Saturday, December 16, 2017

Academic: Lack of parking shows Putrajaya not people-centric

Tajuddin-Rasdi-parking-putrajaya-1

KAJANG: Putrajaya represents how disconnected the government is from the people it is meant to serve, an architecture lecturer said today, pointing to the lack of people-centric buildings in the country’s administrative capital.
Tajuddin Rasdi, who heads UCSI’s school of architecture, gave the example of a lack of parking facilities for the people at government buildings to illustrate his point.
“The facilities were built for the people, hence the onus is on the civil service to provide ample parking and a comfortable waiting space.
“Civil servants are supposed to serve the rakyat, as it is our taxes that pays the salary of the civil service.
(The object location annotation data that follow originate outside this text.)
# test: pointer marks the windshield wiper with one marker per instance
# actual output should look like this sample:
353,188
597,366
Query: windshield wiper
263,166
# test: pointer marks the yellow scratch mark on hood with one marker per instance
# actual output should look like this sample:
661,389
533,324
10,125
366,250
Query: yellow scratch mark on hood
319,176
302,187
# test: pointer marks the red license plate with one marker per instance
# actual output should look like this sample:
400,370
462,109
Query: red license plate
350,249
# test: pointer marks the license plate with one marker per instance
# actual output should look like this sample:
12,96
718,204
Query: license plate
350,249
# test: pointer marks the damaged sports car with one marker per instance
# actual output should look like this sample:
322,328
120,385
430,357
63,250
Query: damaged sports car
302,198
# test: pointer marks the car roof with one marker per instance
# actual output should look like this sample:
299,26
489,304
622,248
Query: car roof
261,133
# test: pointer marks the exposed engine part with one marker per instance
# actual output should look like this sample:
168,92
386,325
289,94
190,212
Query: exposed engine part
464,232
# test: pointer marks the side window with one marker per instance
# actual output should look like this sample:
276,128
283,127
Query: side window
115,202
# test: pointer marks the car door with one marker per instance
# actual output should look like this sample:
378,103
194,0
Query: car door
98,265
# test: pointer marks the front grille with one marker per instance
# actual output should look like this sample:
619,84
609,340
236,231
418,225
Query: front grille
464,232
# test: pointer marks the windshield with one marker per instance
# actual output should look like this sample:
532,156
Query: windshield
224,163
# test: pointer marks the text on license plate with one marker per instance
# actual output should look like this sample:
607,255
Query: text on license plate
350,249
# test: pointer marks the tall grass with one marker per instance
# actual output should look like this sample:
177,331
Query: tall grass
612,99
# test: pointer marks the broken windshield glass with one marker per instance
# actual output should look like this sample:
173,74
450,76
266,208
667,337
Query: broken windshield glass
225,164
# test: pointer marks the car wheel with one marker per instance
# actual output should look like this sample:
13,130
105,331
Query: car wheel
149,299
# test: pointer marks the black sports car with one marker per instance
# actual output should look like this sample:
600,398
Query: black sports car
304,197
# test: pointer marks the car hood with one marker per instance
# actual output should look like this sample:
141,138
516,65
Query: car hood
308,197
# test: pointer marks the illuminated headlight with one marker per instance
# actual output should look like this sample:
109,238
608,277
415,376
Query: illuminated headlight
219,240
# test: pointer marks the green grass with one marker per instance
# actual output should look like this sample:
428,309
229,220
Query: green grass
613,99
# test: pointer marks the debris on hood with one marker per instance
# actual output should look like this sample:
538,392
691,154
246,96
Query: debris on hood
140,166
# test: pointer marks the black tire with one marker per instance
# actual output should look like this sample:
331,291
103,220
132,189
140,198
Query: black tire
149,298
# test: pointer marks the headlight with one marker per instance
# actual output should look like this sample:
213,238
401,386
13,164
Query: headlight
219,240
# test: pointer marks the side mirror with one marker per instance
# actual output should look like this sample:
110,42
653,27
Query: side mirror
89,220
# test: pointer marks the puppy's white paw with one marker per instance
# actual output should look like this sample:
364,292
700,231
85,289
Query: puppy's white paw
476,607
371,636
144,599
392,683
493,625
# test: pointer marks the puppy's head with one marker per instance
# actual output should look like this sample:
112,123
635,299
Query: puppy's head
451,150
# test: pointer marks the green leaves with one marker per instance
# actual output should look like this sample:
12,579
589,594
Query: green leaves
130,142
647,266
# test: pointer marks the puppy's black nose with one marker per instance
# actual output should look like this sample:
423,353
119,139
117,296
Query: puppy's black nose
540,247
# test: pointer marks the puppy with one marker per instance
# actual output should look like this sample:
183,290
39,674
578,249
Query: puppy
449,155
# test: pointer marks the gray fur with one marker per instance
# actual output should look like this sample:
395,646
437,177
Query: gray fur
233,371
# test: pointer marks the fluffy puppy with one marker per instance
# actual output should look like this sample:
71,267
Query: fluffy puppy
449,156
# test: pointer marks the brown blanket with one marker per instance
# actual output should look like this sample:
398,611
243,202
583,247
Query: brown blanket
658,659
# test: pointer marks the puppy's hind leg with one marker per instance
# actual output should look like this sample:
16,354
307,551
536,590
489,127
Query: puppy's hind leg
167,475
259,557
Instead, the civil service only serves itself, with signs that say ‘for staff only’, such as reserved parking lots.
“People should have the greatest comfort because we are the ones that you are serving, not the other way around,” he said at a talk on architecture and nation building, held at the Infrastructure University Kuala Lumpur (IUKL) yesterday.
Tajuddin added that architecture could do so much better in this country as it exists as a facility to serve the needs of the people.
“Architecture has to be different, you can no longer do such things (like Putrajaya) as the city should belong to the people.”
Speaking to FMT later, Tajuddin said his other take home message is for architects, academics teaching architecture and students, to ask themselves what living in a multi-cultural society and democracy means to them.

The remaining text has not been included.